Hold the proximal epineurium with micro forceps over the central most portion of the freed CP nerve and cut into the epineurium immediately with microdissection scissors. Then, travel distally along the nerve to make an epineurial window matching the muscle graft length and remove around 25%of the epineurium. Take care to remove this segment in one piece.
Remove the muscle graft from the saline-moistened gauze and place it under the central portion of the CP nerve where the epineurial window was created. Rotate the nerve 180 degrees so that the epineurial window section touches the intact muscle and does not underlie the eventual suture line. Suture the CP nerve epineurium with an 8-O nylon suture proximally and distally to the muscle graft within the groove with simple interrupted sutures to secure epineurium to endomysium.
Circumferential wrap the edges in the muscle graft surrounding the now secured nerve and suture in place with interrupted 8-O nylon stitches. Once hemostasis is achieved, close the biceps femorous fascia over the construct with 5-O chromic suture in running fashion. Close the overlying skin with a 4-O chromic suture in a running fashion.
H&E staining of an MC-RPNI cross section shows the muscle and the nerve. Cross section of the ipsilateral distally innervated EDL muscle in a rat with an MC-RPNI demonstrated viable nerve and muscle tissue without any significant fibrosis or scarring compared to the cross section in a control rat without an MC-RPNI. Immunohistochemistry of a longitudinal section of an MC-RPNI specimen shows nuclei stained blue with DAPI and nerve tissue stained green.
A closeup of another successful MC-RPNI shows multiple innervated neuromuscular junctions stained with alpha-bungarotoxin in red for acetylcholine receptors. Electrophysiologic testing performed at the MC-RPNI constructs showed that the generated compound muscle action potentials or CMAPs waveforms are similar in appearance to native muscle, further supporting that they have become reinnervated by their contained nerve. CMAPs generated by physiologic EDL muscle following proximal CP nerve stimulation typically range from 20 to 30 millivolts.
EDL CMAPs in rats with implanted MC-RPNIs are not significantly different, averaging 24.27 millivolts plus or minus 1.34 millivolts. It is crucial to practice making an epineurial window before using it in a study. The epineurium is a very thin, fragile covering on the nerve, and damaging the underlying nerve fibers can alter results in highly unpredictable ways.

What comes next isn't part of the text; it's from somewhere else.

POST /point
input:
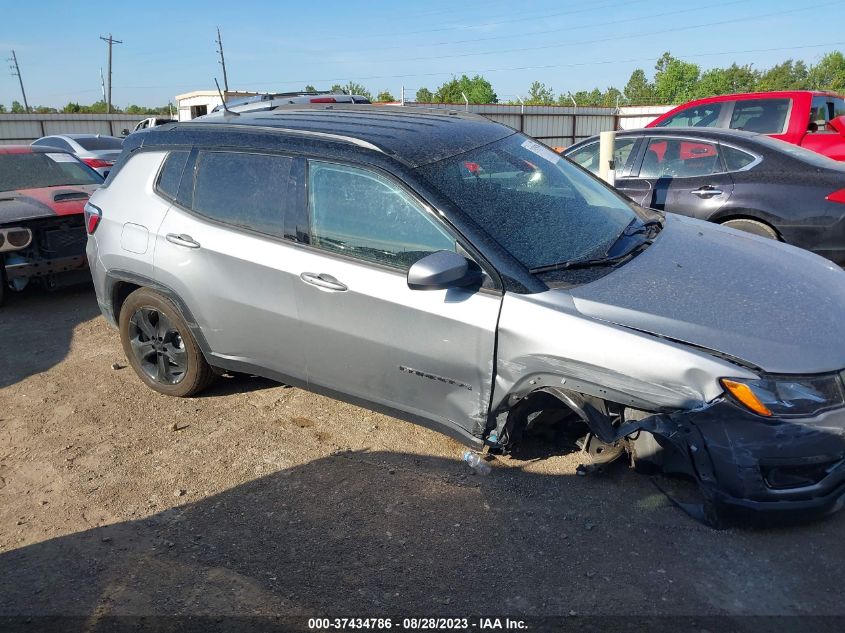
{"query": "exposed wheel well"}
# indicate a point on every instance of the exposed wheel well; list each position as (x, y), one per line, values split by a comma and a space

These constructs are considered mature in rats after 3 months, and their customization capabilities are endless. Following maturation, the MC-RPNI can be utilized in physiologic assessments, electrophysiologic analysis and muscle force testing to name a few. End-to-side neurorrhaphy is a relatively newer concept within surgery where a transected nerve is coapted to an intact peripheral nerve inducing collateral sprouting from the intact nerve into the grafted segment.
We've discovered this phenomenon also occurs in muscle grafted directly to the intact nerve and the possibilities for further research are fascinating.